Dalam Surat Al-Fatihah: 1-3 dinyatakan bahwa Allah, dalam melaksanakan kehendak-Nya (mencipta dan menyempurnakan ciptaan), dilandasi oleh sifat-sifat utama-Nya, yang dalam ayat-ayat itu disebut sebagai Ar-Rahman, Ar-Rahim, dan Maliki yaumiddin.
Dalam tafsirnya, Maulana Muhammad Ali menyatakan bahwa kata Rahman dan Rahim kedua-duanya berasal dari kata rahmat, yang artinya kelembutan hati yang mengharuskan berbuat kebajikan kepada yang dirahmati, yang ini meliputi pengertian cinta dan kasih. Ar-Rahman dan Ar-Rahim adalah kata benda partisi dari wazan yang berlainan, yang menyatakan arti yang intensif. Ar-Rahman, menurutnya, ialah Tuhan Yang Maha-pemurah, yang cinta dan kasih-Nya diwujudkan dalam terciptanya dunia ini, dan Ar-Rahim, ialah Tuhan Yang Maha-pengasih, yang cinta dan kasih-Nya diwujudkan pada hari kemudian, berupa buah dari perbuatan manusia.
Oleh karena manusia terdiri dari untuk jasmani dan ruhani, maka Rubbubiyah Ilahi bukan saja dalam segi jasmani, melainkan juga ruhani. Maksudnya, Allah menciptakan dan menyempurnaan manusia itu dari jasmani dan ruhani.
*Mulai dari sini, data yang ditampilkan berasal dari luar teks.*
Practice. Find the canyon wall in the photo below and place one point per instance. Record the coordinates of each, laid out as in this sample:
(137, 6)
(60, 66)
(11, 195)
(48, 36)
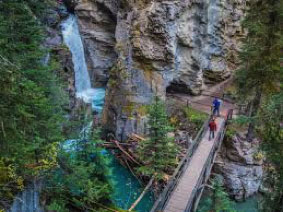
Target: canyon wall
(144, 48)
(97, 21)
(240, 164)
Jika rahmaniyah Ilahi dari sisi jasmani terwujud dalam penciptanaan semesta alam dengan segala hukum-hukumnya, dan rahmaniyah Ilahi terwujud dalam pemberian buah dari setiap perbuatan manusia dalam mendayagunakan alam, maka dari sisi ruhani, rahmaniyah Ilahi terwujud dalam diturunkannya agama, sedangkan rahimiyah-Nya terwujud dalam pemberian pahala yang berlipat ganda atas perbuatan baik yang dilakukan oleh manusia.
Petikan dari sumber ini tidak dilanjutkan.